Now, it was during my time in Krzyzewskiville that I had the opportunity to meet several upperclassmen and hear their stories of life at a much wiser age. Right around the corner was the main career fair for summer internship opportunities and these two computer science majors were rigorously debating the pros and cons of doing an internship at Microsoft or Trilogy. Microsoft was familiar to me but Trilogy wasn’t even on my radar.
The debate went something like this: Microsoft pays well ($20/hr at the time), provides a convertible mustang for each intern for the summer, and you get the opportunity to go to a picnic at Bill Gates’ house and meet him personally. Trilogy pays better ($22/hr at the time), has an amazing campus on a lake with ski boats and jet skis for everyone to use, and is in Austin, TX, a fun college town with many coeds.
I still didn’t know what Trilogy did but they were competing with Microsoft for the best academic talent at Duke (Microsoft is known for requiring high GPAs, among other things) and Trilogy was winning. At the end of the debate it was clear that Trilogy was more desirable and more competitive than Microsoft, and any other tech company recruiting at the career fair.
Earlier today Bob Metcalfe, inventor of Ethernet, tweeted out an article on Forbes titled John Price is Bringing Silicon Valley to Austin where the author recounts a bit of history about Trilogy and the fact that John trained many of the Trilogy employees at the in-house Trilogy University. Trilogy was fanatical about recruiting the best talent from around the country to Austin and taking them through an intense training program. Trilogy had a strong work hard, play hard culture where long hours and serious partying were the norm.
Many of the Trilogy employees went on to participate in the Austin startup community and a couple hit it big with companies that IPOd, creating thousands of jobs. Even with a massive engineering school in their own backyard at UT Austin, Trilogy made it a core strength to recruit technical talent from beyond their region and train them on their own dime internally. There’s no single best way to recruit talent at a large scale but Trilogy showed you could do, and do it well, in a city outside the standard technology hubs.

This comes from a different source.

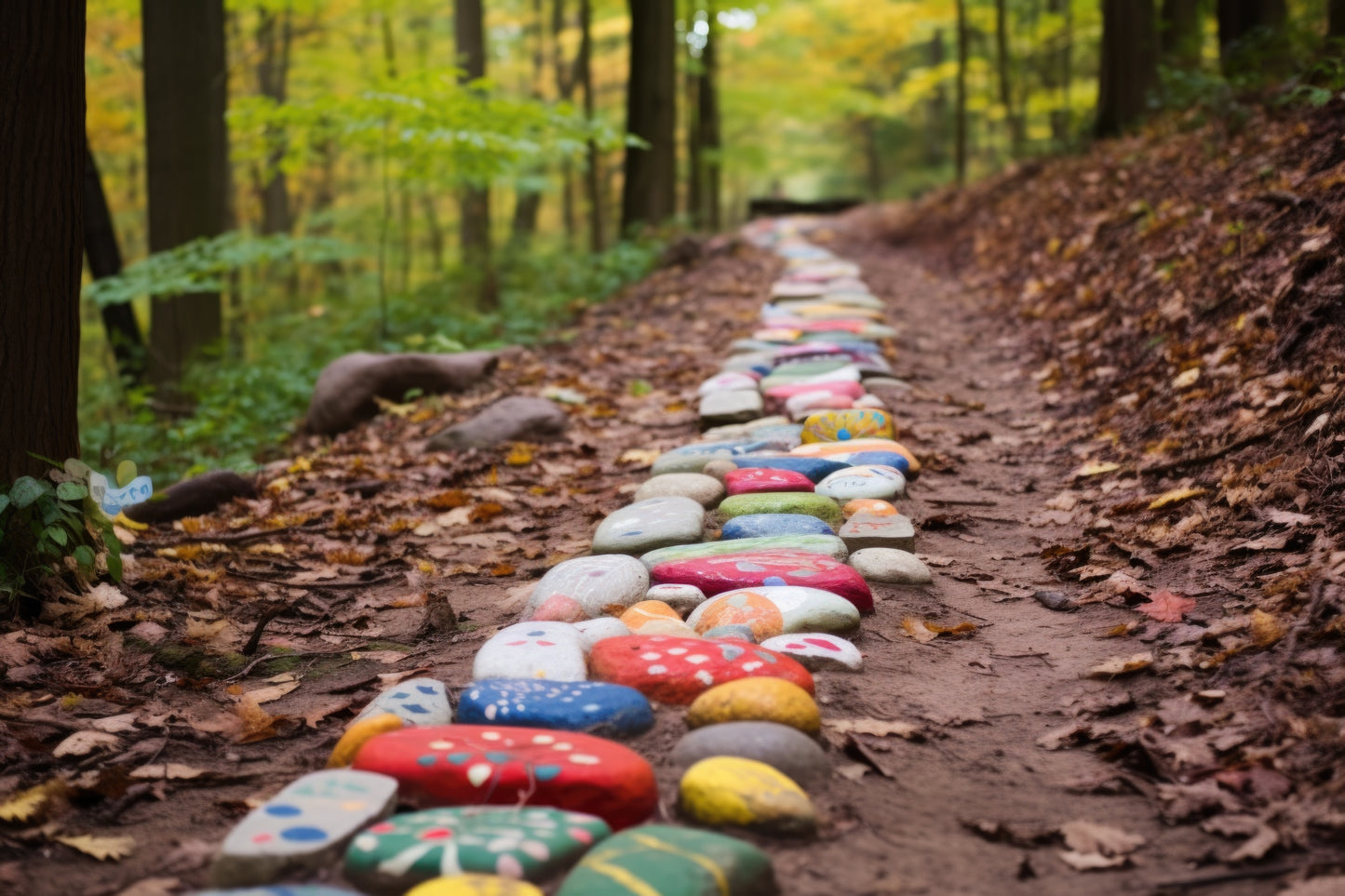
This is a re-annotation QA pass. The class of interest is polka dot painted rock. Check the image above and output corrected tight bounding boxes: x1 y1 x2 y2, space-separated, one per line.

What else? What are your thoughts on Trilogy recruiting tech talent to Austin at scale?
3 thoughts on “Trilogy Recruiting Tech Talent to Austin at Scale”
Reblogged this on miketitell's Blog.
Love this subject. Thanks for the post. I calamity speak to Trilogy but, I have found no better way to ensure a better company in 5 years than to hire the best, future, high capacity young leaders now. Thanks for a great example.

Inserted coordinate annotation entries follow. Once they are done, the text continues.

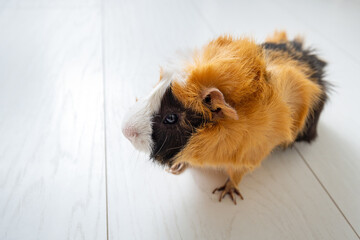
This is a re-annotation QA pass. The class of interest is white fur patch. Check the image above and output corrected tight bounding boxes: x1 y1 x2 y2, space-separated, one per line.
122 49 194 153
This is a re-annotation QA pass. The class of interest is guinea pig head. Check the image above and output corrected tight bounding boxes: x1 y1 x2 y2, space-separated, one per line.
122 69 206 166
123 38 262 166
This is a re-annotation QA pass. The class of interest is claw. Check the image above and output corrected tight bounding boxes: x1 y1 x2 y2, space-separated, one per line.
212 180 244 205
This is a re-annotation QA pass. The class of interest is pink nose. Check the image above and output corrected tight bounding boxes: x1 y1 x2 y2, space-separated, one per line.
123 126 139 139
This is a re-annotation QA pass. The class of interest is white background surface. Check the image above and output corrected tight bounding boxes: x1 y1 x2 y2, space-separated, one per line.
0 0 360 240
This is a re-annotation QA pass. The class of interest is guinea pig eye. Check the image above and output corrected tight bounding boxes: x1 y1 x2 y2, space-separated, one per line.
163 113 178 124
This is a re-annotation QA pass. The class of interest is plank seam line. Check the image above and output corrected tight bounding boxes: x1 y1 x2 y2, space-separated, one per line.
294 146 360 239
100 0 109 240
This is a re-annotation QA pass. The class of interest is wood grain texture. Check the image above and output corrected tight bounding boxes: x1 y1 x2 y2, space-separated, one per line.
0 7 106 240
104 0 357 239
196 0 360 235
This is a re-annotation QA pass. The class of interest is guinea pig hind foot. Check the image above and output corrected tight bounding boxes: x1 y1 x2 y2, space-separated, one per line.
166 163 188 175
213 179 244 205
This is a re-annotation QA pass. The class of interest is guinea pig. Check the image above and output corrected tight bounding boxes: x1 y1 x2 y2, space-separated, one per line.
122 32 328 204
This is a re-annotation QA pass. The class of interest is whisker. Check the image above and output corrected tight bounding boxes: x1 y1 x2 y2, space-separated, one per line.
154 136 167 156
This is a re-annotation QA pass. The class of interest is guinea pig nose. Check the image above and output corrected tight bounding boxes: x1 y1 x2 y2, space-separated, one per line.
123 126 139 139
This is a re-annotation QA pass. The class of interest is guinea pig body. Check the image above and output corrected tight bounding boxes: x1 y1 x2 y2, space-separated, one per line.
123 32 327 203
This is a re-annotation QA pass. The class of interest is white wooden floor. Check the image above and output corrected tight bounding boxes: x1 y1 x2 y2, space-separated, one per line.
0 0 360 240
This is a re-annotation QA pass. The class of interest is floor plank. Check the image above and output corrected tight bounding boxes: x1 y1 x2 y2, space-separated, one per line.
104 0 357 239
0 6 106 240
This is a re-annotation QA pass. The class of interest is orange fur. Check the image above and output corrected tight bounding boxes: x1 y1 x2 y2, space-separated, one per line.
172 32 321 188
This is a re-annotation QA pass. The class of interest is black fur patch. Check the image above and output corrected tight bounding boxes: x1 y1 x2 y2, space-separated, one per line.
150 88 205 166
262 40 330 142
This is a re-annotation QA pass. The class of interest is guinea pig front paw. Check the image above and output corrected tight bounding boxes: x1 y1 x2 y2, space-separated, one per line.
213 179 244 205
166 163 188 175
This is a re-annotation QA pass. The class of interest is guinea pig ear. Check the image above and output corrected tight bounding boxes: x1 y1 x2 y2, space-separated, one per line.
201 88 239 120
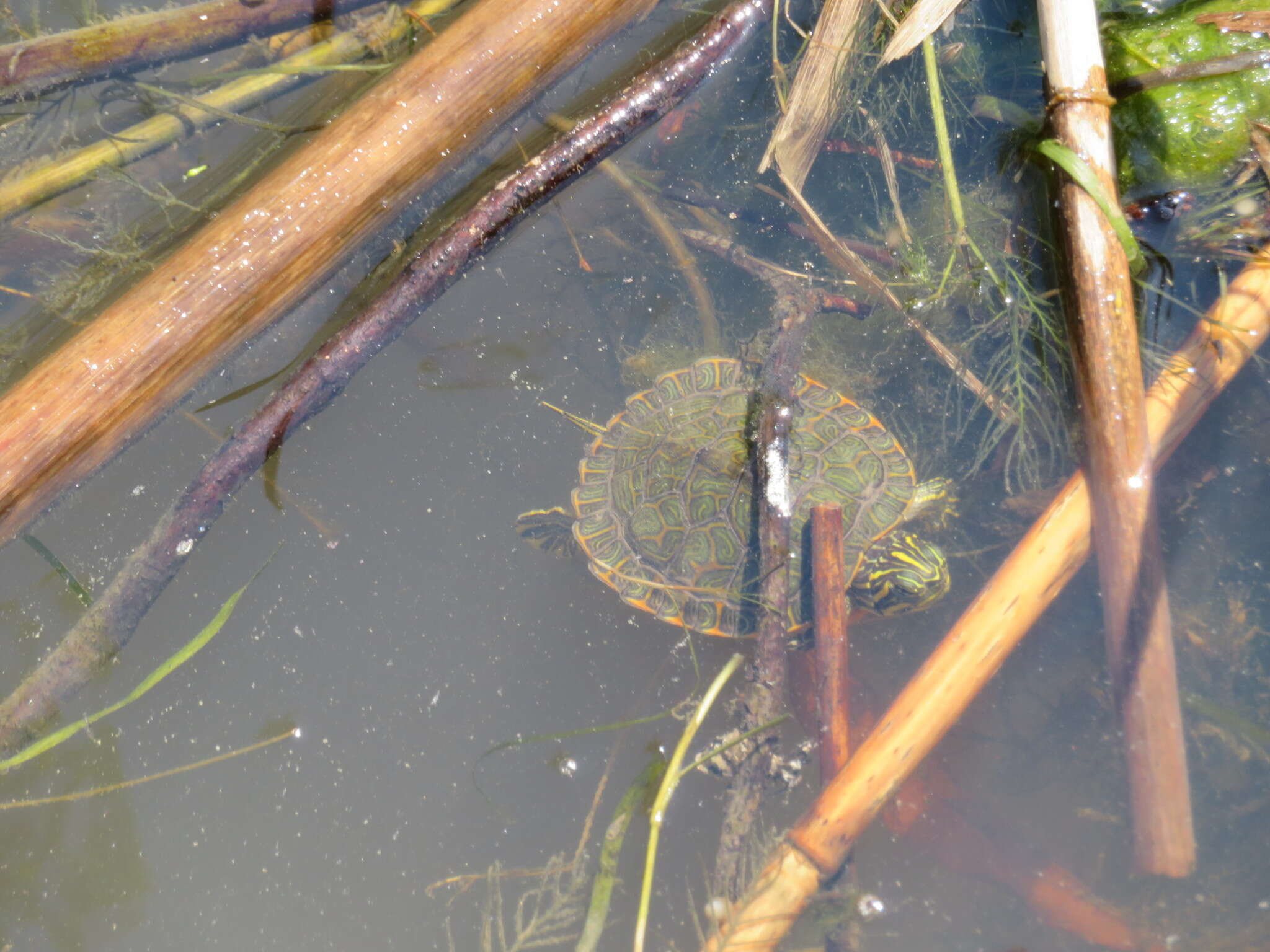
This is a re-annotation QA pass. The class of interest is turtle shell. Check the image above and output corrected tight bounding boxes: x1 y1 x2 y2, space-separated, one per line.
573 358 916 636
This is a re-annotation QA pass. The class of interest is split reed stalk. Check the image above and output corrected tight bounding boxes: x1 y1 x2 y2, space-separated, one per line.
0 0 377 103
705 245 1270 952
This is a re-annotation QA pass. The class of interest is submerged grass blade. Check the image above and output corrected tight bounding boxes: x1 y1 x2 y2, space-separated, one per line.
0 556 273 773
22 532 93 608
1036 138 1147 274
574 758 665 952
635 654 744 952
0 728 300 810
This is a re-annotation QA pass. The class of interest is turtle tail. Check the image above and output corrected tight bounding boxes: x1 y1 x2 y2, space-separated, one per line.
515 506 578 558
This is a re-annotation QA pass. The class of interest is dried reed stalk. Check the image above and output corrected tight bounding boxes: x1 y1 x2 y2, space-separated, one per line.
0 0 377 103
1039 0 1195 876
881 0 961 66
0 0 653 542
705 245 1270 952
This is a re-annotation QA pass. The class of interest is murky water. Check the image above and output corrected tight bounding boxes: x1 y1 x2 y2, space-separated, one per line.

David, it’s been a while since we meet back in the 2008’ish timeframe.
I’m a Trilogy alum and can tell you that Trilogy was in fact fanatical about recruiting. It was inherent in the culture of the company from the start – not just after-the-fact program sponsored by HR.
Most importantly, the executive management team spent a significant amount of time on recruiting day in and day out.
Admittedly, I think some of the tactics deployed by Trilogy in the late 90’s would fall flat today, but there was a machine built that I have never seen replicated. The talent in the company was incredible for the “little software company in Austin” as I believe Ballmer once said when infuriated by our success.
In my opinion, Trilogy was a technology company incubator well before it was popular. Be great to have that rub off in Atlanta.